Here are some stills – https://imgur.com/gallery/IPCQs71
I see several people trying to generate images on historical pictures/wikipedia articles and while it is technically interesting, I am thinking, what is the point? These pictures are informative: they give you hints about how these people were depicted/dressed at the time. “Making it look stadnard-good” kinda defeats the purpose…
I built this for myself because I kept putting in 18th century etchings or ruined frescoes into chat GPT to see what they looked like in real life.
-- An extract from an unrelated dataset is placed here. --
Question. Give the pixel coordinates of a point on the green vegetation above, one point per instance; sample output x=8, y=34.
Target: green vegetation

I’ve always been interested to see marble statues in flesh too.
This is not AI generated or the same thing, but partially what I think put the idea in my brain – https://tenochtitlan.thomaskole.nl/
How cool is that? Feels like you’re there almost. I’ll take that over some timeworn painting, which is not truthful either – Ceci n’est pas une pipe
My problem is that reconstructions by architects are produced differently, using more information, than Hollywood-like DALL-E outputs. The first one is made to be informative, about the size and aspect of the buildings, the urban organization, etc. The second one is just designed to look good.
Not entirely – This uses controlnet to mimic the lines and shapes in the original image – It’s finicky getting the settings right so it works well in all cases, but this is more than just a straight img2img conversion or DALLE txt2img generation.
This is a good example:
original wiki image
SDXL Controlnet image
This is indeed a good example. You literally just give it squares to fill with whatever the model feels makes sense and as a result you have christian looking fresco probably very far from the likely reconstructions archaeologists would produce (the red parts were likely totally red, without characters in them).
I feel that applied like that it is closer to misinformation than enhancement.
Well, not exactly again – The original image is passed to GPT4 vision along with the article title and the image’s description, so it’s attempting to be contextual in its prompts and contextual to the shapes in the original image.
And it fails.
I am pleased with it and its potential, especially for a v1. It’s OK that you don’t feel the same way.